At the turn of the century I began working on a documentary project which at first seemed to be a good-hearted, happy-ending story about a married couple's long struggles to achieve self-employment nirvana in a tiny rural town doing something they loved doing together. I had become acquainted with this couple before their goal was realized and enjoyed visiting with them whenever I could. They had both led interesting lives before meeting each other in the mid 1980s–one as a performing road musician, the other living the communal life of a consummate California flower child. Working together, they tried many different ways to make a living including opening a health food store, a pair of antiques shops and a music shop specializing in Martin Guitars, but all of their various independent business ventures failed to provide enough income to sustain them. Locals just never seemed to need or want to conduct business in their establishments and travelers zooming east and west on the interstate highway showed no interest in taking the exit into town to come shop in their stores either. They were living hand-to-mouth, eating cheap food, wearing old clothes and rarely going beyond the limits of the little town they lived and worked in to do anything else.

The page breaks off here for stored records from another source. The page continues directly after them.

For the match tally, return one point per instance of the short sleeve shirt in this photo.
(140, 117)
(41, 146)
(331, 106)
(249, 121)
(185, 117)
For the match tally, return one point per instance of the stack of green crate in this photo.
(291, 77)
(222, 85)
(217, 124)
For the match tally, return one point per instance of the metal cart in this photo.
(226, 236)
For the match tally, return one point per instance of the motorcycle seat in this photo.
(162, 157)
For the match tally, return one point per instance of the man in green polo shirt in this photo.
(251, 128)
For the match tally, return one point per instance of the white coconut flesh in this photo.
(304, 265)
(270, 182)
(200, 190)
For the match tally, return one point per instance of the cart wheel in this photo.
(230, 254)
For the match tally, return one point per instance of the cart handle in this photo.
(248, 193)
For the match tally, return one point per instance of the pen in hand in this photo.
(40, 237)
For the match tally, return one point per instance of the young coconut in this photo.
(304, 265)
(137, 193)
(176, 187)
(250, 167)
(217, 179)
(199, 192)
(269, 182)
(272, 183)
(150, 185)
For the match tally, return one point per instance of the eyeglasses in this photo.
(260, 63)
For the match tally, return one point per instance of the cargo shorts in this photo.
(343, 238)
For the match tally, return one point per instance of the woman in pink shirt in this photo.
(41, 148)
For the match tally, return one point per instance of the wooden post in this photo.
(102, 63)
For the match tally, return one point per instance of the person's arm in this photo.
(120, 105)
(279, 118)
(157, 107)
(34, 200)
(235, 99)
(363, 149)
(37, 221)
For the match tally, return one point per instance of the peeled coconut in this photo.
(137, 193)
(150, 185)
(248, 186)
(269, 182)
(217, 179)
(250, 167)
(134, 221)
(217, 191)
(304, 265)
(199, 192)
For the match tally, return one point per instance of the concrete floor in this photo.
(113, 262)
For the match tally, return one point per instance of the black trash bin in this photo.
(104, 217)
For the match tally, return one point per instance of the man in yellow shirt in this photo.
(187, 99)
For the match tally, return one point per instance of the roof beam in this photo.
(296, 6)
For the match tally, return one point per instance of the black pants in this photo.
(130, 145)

A few years after we all met for the first time, I stopped in for a visit with them on my way north and west to begin working for a hot new dot-com company in Colorado. They told me about how a helicopter had recently landed in town carrying TV news reporters who emerged and interviewed them about what they were now doing together, had put their story on air and how tour groups of people from foreign countries traveling along old Route 66 between Chicago and Santa Monica were now flocking into town just to come see them on a regular basis. They had finally found their niche and it was providing income they could actually live on.


Then they put on a short show to demonstrate what they were up to and it blew me away. They had been working together steadily and fervently to develop a musical performance set and were calling themselves The Mediocre Music Makers presenting their show for people from countries around the globe traveling along Route 66 and now eagerly stopping in at their little shop for a taste of old-fashioned Americana mixed with a bit of "redneck" silliness. They were all over the internet on travel blogs and on a new thing called YouTube. Googling their names yielded hundreds of thousands of search results specifically about them, their show and their Sandhills Curiosity Shop where nothing was for sale, not even themselves where visitors could come see "Rednecks work and play in their own environment". They were now earning a good living on tips alone, seemed happier than ever to be working together at it and appeared to be thriving. I was flabbergasted, to say the least, and intrigued.

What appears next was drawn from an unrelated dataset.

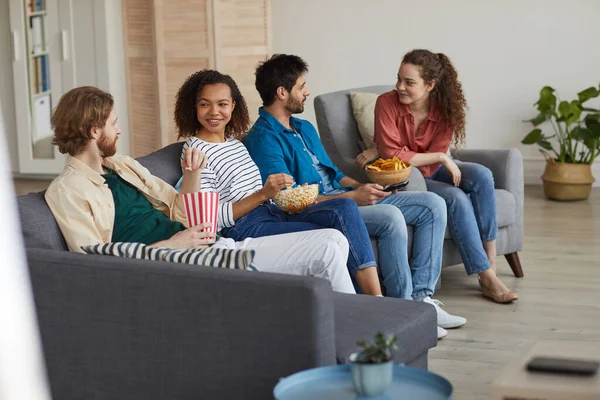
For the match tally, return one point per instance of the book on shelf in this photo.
(41, 117)
(45, 73)
(37, 35)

After working at the hot new dot-com company for eight months, it went bust and began shutting down. I was laid off and suddenly found myself facing unemployment fifteen years into my career life as a professional. While making ends meet performing as a solo singer/songwriter along the Front Range and westward a little deeper into the Rockies during spring and summer of the new century, I searched for a new job in my field of professional expertise and wondered what the hell was I going to do next.

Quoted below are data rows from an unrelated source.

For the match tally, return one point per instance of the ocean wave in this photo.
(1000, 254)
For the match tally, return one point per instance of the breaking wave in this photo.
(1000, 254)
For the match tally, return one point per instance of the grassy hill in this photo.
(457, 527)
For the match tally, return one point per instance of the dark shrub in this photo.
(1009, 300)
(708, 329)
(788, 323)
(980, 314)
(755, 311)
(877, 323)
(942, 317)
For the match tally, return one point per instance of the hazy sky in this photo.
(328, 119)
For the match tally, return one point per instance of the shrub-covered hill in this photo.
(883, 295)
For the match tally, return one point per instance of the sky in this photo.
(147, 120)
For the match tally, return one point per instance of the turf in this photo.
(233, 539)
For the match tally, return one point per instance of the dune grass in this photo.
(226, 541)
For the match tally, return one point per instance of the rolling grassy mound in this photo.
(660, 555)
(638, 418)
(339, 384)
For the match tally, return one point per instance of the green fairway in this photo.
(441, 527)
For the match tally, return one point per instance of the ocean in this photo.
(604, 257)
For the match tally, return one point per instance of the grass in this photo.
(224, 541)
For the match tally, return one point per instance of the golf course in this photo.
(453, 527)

From somewhere in the deep recesses of my mind, an idea began forming to make a documentary about Harley and Annabelle. I floated the idea with them after they had performed for me on their patch of arid mesa land above Villanueva and they seemed eager to cooperate in any way they could.


I eventually landed a new job working for a state agency and did that for a few years as I prepared to start my own business and begin plans for making the documentary. During those years of formulating thought, a dark side of the story of The Mediocre Music Makers was emerging. The inevitable toxicity of the small town they lived and worked in had begun pressing incessantly and perniciously in on their success. Societal forces were making moves to push them and their burgeoning little Route 66 tourist-attracting business out of the way so something else deemed bigger, better and brighter could take its place.

Harley and Annabelle were now under siege by those forces, fighting for survival.